Well, note that there are other things that are different in the hidden layers than in a Logistic Regression layer:
- The activation function is a choice: it doesn’t have to be sigmoid. It could be tanh, ReLU, Leaky ReLU, swish or yet other choices.
- A Logistic Regression layer has just one single output: a single neuron scaled by sigmoid that you then interpret as a “yes/no” answer. In an internal hidden layer of a network, you have many output neurons, each of which feeds into all the input neurons of the next layer.
In terms of the cost, remember that is done only at the output layer.

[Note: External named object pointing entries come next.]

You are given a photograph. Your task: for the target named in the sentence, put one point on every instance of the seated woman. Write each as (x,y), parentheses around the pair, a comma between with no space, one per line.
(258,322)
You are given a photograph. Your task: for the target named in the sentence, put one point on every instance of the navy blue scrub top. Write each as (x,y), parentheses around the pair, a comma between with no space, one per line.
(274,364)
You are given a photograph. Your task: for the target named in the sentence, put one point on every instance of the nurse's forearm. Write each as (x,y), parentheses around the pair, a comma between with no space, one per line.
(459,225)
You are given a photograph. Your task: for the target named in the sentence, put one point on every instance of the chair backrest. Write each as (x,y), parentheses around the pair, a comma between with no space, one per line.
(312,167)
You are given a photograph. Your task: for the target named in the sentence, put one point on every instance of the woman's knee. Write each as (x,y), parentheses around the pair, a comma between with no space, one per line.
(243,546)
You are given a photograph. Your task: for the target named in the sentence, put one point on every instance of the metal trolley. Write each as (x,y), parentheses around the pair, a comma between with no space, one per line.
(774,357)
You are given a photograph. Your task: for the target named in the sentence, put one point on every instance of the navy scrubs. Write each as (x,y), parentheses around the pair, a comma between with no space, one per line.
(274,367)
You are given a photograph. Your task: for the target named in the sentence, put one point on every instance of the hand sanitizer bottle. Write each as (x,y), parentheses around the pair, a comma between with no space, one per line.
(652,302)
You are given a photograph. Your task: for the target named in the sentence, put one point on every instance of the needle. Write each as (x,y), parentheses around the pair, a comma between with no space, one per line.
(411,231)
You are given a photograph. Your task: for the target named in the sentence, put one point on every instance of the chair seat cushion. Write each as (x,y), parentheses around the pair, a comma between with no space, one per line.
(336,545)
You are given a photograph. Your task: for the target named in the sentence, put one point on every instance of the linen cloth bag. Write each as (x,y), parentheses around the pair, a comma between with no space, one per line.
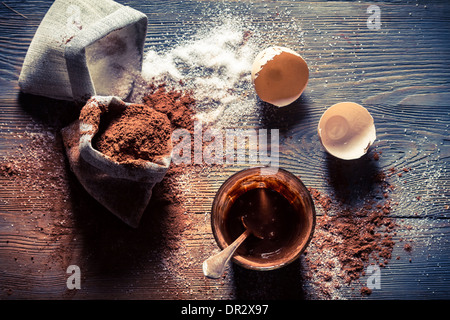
(125,190)
(84,48)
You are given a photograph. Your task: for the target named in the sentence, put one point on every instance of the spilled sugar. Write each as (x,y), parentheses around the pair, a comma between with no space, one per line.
(215,63)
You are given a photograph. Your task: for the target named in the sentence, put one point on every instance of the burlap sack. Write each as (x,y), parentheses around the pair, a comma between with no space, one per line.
(123,189)
(84,48)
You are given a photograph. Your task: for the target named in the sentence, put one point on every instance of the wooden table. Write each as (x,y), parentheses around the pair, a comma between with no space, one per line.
(400,73)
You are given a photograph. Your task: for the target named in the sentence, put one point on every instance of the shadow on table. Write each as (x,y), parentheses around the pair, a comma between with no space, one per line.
(49,112)
(112,248)
(284,118)
(283,283)
(352,180)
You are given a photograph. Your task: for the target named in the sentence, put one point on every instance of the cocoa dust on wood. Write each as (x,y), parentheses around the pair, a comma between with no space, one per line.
(350,237)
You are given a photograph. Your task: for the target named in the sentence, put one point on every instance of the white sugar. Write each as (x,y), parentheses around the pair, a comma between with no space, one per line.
(215,64)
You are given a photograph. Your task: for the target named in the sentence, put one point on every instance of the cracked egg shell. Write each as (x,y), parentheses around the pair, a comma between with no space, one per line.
(347,130)
(279,75)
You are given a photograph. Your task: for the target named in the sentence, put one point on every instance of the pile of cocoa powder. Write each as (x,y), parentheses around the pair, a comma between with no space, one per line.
(139,132)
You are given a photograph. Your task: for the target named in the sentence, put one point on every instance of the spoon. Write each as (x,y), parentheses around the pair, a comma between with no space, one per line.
(214,266)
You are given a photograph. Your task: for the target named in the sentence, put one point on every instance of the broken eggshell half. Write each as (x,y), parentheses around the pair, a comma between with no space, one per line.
(279,75)
(347,130)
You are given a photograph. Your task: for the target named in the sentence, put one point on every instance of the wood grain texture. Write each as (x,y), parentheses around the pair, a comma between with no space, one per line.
(401,73)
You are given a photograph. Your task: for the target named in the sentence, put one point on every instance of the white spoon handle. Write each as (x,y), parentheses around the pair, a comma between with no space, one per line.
(214,266)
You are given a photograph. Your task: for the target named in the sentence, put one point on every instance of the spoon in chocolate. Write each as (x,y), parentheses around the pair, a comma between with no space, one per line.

That means that in the case that you are doing a binary (“yes/no”) classification, it looks exactly the same as in the Logistic Regression case: we apply the cross entropy loss function (“log loss”) to the output of sigmoid and then take the average over all the samples to get the scalar cost value. But when we compute the gradients w.r.t. the cost, those are for all the weights and bias values at every layer, so we have to “back propagate” through the hidden layers to compute those using the Chain Rule. So it looks the same at the output layer, but then it gets more complicated when we propagate back through the hidden layers.